Backup generators come in a huge range of sizes, from 9 to 22 kilowatts of power. How big of a back-up generator do you need for your home? You don’t want to choose a generator that’s too big because it will be more costly to run it, and you won’t be able to keep it going for as long with the same amount of fuel. Undershooting your generator size is even worse, because you may not be able to run what you want to. Let’s discuss what you need to know to get the exact right size backup generator for your home.
Do You Want to Power the Whole Home or Selected Items?
First you need to decide how much of your home you’d like to power during a power outage. Most people end up choosing to power their whole home. After all, the point of having a generator is to live your life uninterrupted when a power outage happens. Though, you may choose to just run the essential parts of your home, such as your refrigerator, air conditioner, and well pump.

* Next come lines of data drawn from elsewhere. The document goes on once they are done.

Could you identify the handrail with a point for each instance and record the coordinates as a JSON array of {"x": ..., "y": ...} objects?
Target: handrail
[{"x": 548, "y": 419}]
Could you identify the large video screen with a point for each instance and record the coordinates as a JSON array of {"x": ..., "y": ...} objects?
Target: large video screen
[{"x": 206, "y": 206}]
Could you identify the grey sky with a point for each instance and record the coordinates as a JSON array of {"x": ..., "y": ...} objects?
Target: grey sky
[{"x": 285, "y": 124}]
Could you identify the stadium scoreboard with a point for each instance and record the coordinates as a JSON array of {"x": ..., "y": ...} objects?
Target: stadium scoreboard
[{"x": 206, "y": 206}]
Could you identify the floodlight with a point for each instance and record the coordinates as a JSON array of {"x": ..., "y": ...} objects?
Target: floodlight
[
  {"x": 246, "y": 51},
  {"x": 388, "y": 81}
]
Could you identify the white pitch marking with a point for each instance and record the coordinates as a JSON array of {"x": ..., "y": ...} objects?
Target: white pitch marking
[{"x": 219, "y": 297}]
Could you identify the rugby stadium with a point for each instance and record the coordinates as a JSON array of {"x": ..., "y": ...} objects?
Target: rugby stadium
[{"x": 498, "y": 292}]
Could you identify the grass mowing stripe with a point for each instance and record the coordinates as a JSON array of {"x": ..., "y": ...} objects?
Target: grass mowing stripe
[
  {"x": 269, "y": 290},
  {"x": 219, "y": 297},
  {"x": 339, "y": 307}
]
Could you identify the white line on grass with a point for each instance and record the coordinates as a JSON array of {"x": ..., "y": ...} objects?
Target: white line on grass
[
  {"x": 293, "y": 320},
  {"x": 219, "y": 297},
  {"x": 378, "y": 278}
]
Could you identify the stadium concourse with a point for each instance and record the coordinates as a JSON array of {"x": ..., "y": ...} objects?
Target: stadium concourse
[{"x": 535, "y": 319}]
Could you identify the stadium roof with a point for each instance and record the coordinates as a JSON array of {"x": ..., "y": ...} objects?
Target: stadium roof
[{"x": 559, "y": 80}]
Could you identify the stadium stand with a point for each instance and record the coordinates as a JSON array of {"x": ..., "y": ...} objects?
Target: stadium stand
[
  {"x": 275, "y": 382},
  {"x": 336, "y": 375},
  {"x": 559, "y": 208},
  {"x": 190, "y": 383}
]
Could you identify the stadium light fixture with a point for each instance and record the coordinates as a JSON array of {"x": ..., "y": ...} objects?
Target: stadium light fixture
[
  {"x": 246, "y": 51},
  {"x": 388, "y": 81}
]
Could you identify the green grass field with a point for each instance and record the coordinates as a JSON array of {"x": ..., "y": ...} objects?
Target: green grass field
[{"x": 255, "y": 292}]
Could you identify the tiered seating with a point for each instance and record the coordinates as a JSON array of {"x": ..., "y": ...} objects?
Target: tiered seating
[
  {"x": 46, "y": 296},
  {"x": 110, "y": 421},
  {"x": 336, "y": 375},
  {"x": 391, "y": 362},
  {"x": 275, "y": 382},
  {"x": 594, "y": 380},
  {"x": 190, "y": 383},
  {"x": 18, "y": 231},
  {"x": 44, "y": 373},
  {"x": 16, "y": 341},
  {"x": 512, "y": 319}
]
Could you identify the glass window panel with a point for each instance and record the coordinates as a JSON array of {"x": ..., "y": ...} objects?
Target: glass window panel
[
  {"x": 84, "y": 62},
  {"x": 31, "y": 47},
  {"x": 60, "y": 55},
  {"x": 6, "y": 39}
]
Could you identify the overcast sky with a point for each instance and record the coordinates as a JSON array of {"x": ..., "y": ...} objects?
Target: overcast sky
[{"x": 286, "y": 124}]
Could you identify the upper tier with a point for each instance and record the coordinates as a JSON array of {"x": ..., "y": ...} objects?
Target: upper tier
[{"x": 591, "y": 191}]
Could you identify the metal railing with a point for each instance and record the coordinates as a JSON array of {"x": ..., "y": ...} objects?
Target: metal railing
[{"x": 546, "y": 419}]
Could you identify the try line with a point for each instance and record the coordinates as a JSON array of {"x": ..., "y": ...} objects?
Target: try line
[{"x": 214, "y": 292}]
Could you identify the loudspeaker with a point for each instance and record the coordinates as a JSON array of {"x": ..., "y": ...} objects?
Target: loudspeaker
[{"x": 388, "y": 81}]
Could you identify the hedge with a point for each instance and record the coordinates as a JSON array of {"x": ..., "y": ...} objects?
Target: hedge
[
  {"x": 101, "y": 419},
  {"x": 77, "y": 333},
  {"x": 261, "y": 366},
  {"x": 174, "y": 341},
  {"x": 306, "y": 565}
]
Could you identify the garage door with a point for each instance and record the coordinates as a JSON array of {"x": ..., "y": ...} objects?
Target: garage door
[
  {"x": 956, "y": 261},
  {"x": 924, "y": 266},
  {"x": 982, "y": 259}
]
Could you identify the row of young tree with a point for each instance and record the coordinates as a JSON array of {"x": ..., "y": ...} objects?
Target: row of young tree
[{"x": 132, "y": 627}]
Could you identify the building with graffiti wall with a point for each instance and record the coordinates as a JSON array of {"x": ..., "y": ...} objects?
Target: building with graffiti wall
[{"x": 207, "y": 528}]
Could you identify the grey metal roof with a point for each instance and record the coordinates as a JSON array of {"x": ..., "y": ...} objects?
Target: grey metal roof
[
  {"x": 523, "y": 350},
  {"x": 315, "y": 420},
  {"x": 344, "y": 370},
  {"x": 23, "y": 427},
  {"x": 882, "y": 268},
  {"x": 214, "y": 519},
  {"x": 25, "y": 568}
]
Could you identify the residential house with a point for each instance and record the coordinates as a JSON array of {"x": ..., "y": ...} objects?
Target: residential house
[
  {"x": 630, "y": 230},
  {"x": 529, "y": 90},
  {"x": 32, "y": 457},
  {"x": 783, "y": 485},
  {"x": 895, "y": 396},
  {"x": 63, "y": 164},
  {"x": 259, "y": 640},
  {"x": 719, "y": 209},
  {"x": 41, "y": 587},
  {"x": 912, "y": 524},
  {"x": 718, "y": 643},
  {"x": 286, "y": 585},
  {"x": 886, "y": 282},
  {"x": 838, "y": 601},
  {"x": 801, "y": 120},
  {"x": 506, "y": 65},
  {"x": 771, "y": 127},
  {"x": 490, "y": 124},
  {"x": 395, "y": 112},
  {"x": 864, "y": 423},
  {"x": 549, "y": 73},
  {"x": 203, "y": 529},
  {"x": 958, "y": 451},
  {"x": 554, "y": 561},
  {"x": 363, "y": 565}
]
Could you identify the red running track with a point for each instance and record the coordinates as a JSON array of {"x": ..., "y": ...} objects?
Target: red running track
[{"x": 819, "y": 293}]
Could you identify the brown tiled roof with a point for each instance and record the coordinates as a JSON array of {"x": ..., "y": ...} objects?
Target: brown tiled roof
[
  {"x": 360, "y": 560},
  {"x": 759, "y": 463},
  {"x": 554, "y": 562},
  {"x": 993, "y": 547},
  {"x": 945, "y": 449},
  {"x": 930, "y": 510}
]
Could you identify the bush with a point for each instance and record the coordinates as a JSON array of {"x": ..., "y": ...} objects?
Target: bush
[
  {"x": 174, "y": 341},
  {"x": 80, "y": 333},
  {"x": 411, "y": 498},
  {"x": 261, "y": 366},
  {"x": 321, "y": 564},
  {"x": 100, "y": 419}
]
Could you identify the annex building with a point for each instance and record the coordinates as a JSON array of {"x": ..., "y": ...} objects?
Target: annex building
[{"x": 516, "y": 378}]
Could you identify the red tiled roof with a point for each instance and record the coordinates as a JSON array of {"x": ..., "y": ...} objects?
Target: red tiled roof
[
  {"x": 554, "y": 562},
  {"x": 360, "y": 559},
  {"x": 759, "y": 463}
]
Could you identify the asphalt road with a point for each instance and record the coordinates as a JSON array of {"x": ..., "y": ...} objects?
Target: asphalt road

Understand Starting vs. Running Wattage
Once you’ve decided which appliances you want to run, you need to add up the wattage that each appliance uses to discover the total your standby generator needs to produce. You will need to know the running wattage for which your appliances are rated. However, if you plan on turning appliances off and on, you will also need to know their starting wattage.
Many appliances use a surge of energy when they first startup. If you don’t plan for this, you may be unable to turn the appliance on when you need to. If you’re getting a standby generator installed, you don’t need to worry about this as much because they will kick in right as power goes out. That means you shouldn’t need to turn on appliances.
Although, if you typically turn some appliances on and off (such as an air conditioner) you should make sure you have enough power to do that. Don’t make the mistake of thinking that you need to turn all of your appliances on and off at the same time. Just plan enough excess power to turn on the appliance that uses the most upon startup. Then be careful to only turn one on at a time when the generator is running.
Calculate Your Home’s Usage
You now need to figure out how much each of your appliances will use when starting up and when running. Each should be rated, and you do want to get their specific information instead of relying on estimates on the internet. They work on averages, but you never know if your microwave or fridge uses much more or less energy than average. Those estimates can be useful to make sure you’re in the right ballpark, but they’re no guarantee.
Consult the Experts
A standby generator is an important investment. The last thing you want is for your generator to fail when the power goes out. Ask your HVAC professional to look over your estimate and make sure that you’ve included everything you need to. They may have advice about which size or type of generator would be a better fit for your needs.